Of course, the actual question in all this is “Why Robinson?” Blogger Jeff Fecke phrased it thus on Twitter: “What makes Robyne Robinson qualified to be Lt. Gov? I mean, she’s as qualified as Mae Schunk, but that’s not a high bar.” Minnesota Public Radio’s Bob Collins is equally blunt: “Acknowledging that Lt. Gov is a bogus, nothing position, I’m still compelled to ask what Robyne Robinson’s qualifications are for the job?” And columnist Nick Coleman has just been making fun of the whole thing, saying, “If I run for governor, I will settle for no less than Belinda Jensen as my running mate. Or maybe Sven Sundgaard. Tough choice.”
We should know Wednesday if Robinson is a candidate or if this discussion is premature, but it’s been nice that the lieutenant governor race has a bit of excitement to it. Usually it doesn’t. What was there to say about Konrad K. Solberg, for instance? He was the director of a telephone company and a member of a Norwegian Lutheran church. Heck, to our memory, things haven’t been this exciting since Ignatius L. Connelly, our second lieutenant governor, wrote a history of Atlantis.
In other news, Minnesota Independent’s Andy Birkey won a Page One award last week for his continuing coverage of the Christian band/public school ministry You Can Run But You Cannot Hide, and today he continues his coverage with the discouraging news that Bradlee Dean, the group’s frontman, seemed to approve of the execution of homosexuals, saying on talk radio, “This just shows you they themselves are upholding the laws that are even in the Bible of the Judeo-Christian God, but they seem to be more moral than even the American Christians do, because these people are livid about enforcing their laws. They know homosexuality is an abomination.” Of course, people are entitled to their opinions, however odious; the discouraging thing about this quote is that You Can Run But You Cannot Hide regularly tours Minnesota schools, as the group discusses on its webpage.

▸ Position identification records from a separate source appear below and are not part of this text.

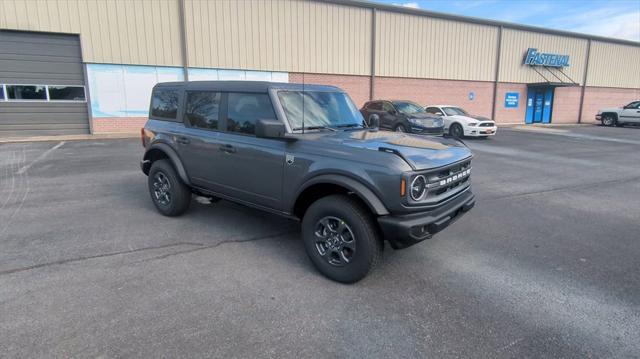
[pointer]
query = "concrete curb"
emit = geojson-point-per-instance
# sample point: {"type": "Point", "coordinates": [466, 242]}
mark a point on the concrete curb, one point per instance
{"type": "Point", "coordinates": [106, 136]}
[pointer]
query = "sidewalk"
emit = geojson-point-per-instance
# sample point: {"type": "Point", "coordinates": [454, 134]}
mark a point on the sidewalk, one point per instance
{"type": "Point", "coordinates": [107, 136]}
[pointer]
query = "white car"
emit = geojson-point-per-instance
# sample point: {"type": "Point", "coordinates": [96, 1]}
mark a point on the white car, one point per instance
{"type": "Point", "coordinates": [458, 123]}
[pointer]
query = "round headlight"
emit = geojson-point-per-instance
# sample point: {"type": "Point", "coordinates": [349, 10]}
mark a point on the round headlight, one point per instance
{"type": "Point", "coordinates": [418, 188]}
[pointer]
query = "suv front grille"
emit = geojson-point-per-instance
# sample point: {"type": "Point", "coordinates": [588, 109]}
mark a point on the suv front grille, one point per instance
{"type": "Point", "coordinates": [444, 182]}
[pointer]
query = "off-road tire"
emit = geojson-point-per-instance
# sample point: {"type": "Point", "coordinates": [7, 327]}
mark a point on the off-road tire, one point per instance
{"type": "Point", "coordinates": [359, 221]}
{"type": "Point", "coordinates": [179, 193]}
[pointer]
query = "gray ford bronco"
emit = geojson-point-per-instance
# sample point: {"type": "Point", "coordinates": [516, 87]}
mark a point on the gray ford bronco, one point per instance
{"type": "Point", "coordinates": [304, 152]}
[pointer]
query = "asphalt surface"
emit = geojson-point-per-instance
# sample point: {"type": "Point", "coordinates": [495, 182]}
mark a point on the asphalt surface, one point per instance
{"type": "Point", "coordinates": [546, 265]}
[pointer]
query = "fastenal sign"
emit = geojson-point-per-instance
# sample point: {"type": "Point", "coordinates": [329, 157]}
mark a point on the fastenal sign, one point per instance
{"type": "Point", "coordinates": [535, 58]}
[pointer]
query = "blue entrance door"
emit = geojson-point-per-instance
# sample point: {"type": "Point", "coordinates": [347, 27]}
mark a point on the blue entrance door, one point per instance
{"type": "Point", "coordinates": [539, 104]}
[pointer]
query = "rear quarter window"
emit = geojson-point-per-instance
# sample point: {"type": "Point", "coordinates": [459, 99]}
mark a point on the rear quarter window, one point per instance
{"type": "Point", "coordinates": [164, 104]}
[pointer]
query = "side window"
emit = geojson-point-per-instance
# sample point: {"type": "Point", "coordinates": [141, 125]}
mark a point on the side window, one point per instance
{"type": "Point", "coordinates": [434, 110]}
{"type": "Point", "coordinates": [244, 109]}
{"type": "Point", "coordinates": [26, 92]}
{"type": "Point", "coordinates": [375, 106]}
{"type": "Point", "coordinates": [164, 104]}
{"type": "Point", "coordinates": [386, 107]}
{"type": "Point", "coordinates": [202, 109]}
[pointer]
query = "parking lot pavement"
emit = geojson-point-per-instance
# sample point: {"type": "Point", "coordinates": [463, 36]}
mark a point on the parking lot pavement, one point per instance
{"type": "Point", "coordinates": [545, 265]}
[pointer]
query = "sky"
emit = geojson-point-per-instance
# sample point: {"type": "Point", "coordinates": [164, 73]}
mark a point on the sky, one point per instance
{"type": "Point", "coordinates": [610, 18]}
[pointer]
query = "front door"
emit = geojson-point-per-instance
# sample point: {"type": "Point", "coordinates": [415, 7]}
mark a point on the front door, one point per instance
{"type": "Point", "coordinates": [539, 104]}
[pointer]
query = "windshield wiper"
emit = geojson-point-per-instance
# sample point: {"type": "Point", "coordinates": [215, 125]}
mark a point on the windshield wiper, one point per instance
{"type": "Point", "coordinates": [316, 128]}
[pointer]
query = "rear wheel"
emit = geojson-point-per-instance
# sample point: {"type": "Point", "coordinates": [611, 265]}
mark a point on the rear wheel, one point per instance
{"type": "Point", "coordinates": [609, 120]}
{"type": "Point", "coordinates": [456, 130]}
{"type": "Point", "coordinates": [168, 193]}
{"type": "Point", "coordinates": [341, 238]}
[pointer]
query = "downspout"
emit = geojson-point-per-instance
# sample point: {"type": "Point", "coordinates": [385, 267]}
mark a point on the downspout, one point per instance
{"type": "Point", "coordinates": [584, 81]}
{"type": "Point", "coordinates": [497, 74]}
{"type": "Point", "coordinates": [372, 79]}
{"type": "Point", "coordinates": [183, 40]}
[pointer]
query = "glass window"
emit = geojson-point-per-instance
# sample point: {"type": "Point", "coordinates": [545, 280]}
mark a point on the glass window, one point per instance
{"type": "Point", "coordinates": [387, 107]}
{"type": "Point", "coordinates": [376, 106]}
{"type": "Point", "coordinates": [66, 93]}
{"type": "Point", "coordinates": [26, 92]}
{"type": "Point", "coordinates": [407, 107]}
{"type": "Point", "coordinates": [244, 109]}
{"type": "Point", "coordinates": [635, 104]}
{"type": "Point", "coordinates": [434, 110]}
{"type": "Point", "coordinates": [164, 103]}
{"type": "Point", "coordinates": [202, 109]}
{"type": "Point", "coordinates": [453, 111]}
{"type": "Point", "coordinates": [319, 109]}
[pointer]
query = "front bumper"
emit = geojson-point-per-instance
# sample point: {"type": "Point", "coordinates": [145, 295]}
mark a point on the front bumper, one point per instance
{"type": "Point", "coordinates": [480, 131]}
{"type": "Point", "coordinates": [407, 230]}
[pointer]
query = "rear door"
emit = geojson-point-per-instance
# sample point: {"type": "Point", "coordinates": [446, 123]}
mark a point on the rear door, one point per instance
{"type": "Point", "coordinates": [631, 113]}
{"type": "Point", "coordinates": [248, 168]}
{"type": "Point", "coordinates": [199, 143]}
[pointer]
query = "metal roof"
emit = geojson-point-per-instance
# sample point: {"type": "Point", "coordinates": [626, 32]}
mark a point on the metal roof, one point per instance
{"type": "Point", "coordinates": [476, 20]}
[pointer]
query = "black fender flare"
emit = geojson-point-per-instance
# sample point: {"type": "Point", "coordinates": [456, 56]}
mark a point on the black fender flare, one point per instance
{"type": "Point", "coordinates": [362, 191]}
{"type": "Point", "coordinates": [173, 157]}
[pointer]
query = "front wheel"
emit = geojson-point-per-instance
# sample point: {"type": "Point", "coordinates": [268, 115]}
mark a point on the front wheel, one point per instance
{"type": "Point", "coordinates": [608, 120]}
{"type": "Point", "coordinates": [341, 238]}
{"type": "Point", "coordinates": [168, 193]}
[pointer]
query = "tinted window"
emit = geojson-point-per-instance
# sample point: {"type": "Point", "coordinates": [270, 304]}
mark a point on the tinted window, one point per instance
{"type": "Point", "coordinates": [26, 92]}
{"type": "Point", "coordinates": [434, 110]}
{"type": "Point", "coordinates": [408, 107]}
{"type": "Point", "coordinates": [245, 109]}
{"type": "Point", "coordinates": [202, 109]}
{"type": "Point", "coordinates": [164, 103]}
{"type": "Point", "coordinates": [387, 107]}
{"type": "Point", "coordinates": [66, 93]}
{"type": "Point", "coordinates": [376, 106]}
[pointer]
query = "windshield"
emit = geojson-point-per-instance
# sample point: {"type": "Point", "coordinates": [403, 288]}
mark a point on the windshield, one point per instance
{"type": "Point", "coordinates": [319, 109]}
{"type": "Point", "coordinates": [452, 111]}
{"type": "Point", "coordinates": [408, 107]}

They’re also closely linked to Michele Bachmann, as Birkey’s story details. Is there any news from her? Why yes: As Jason Hoppin of the Pioneer Press reports, she’s filed to run for another term as a congressperson. Also, she somehow intimates that Obama is responsible for the Gulf Coast oil spill. You can read it for yourself; this reporter has decided not to reprint vague insinuations. When Bachmann has some substantial facts to back up her claims, we’ll print them, but we’re of the opinion that her ongoing cataract of intimations and non-facts just muddy up political discourse.
For instance, she once got a lot of coverage for her claim that Obama wanted to establish re-education camps for young people. There was no reason for anybody to print that claim, and it turned out not be true, unless you count the training camps at Target Field. Those do sound sort of menacing, so thankfully Gregory J. Scott of the Downtown Journal looked into them. As it turns out, they just bring out Hall of Famers to teach kids how to play baseball.